(January 12, 2016) Researchers
in Germany studied how a multitude of electronic interactions govern the
encounter between a molecule called porphine and copper and silver surfaces
As we continue to shrink electronic components, top-down
manufacturing methods begin to approach a physical limit at the nanoscale.
Rather than continue to chip away at this limit, one solution of interest
involves using the bottom-up self-assembly of molecular building blocks to
build nanoscale devices.
Successful self-assembly is an elaborately choreographed
dance, in which the attractive and repulsive forces within molecules, between
each molecule and its neighbors, and between molecules and the surface that
supports them, have to all be taken into account. To better understand the
self-assembly process, researchers at the Technical University of Munich have
characterized the contributions of all interaction components, such as covalent
bonding and van der Waals interactions between molecules and between molecules
and a surface.
“In an ideal case, the smallest possible device has the size
of a single atom or molecule,” said Katharina Diller, who worked as a
postdoctoral researcher in the group of Karsten Reuter at the Technical
University of Munich. Reuter and his colleagues present their work this week in
The Journal of Chemical Physics, from AIP Publishing.
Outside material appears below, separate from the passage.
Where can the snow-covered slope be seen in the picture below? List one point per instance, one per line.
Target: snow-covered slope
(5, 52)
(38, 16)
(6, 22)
One such example is a single-porphyrin switch, which
occupies a surface area of only one square nanometer. The porphine molecule,
which was the object of this study, is even smaller than this. Porphyrins are a
group of ringed chemical compounds which notably include heme – responsible for
transporting oxygen and carbon dioxide in the bloodstream – and chlorophyll. In
synthetically-derived applications, porphyrins are studied for their potential
uses as sensors, light-sensitive dyes in organic solar cells, and molecular
magnets.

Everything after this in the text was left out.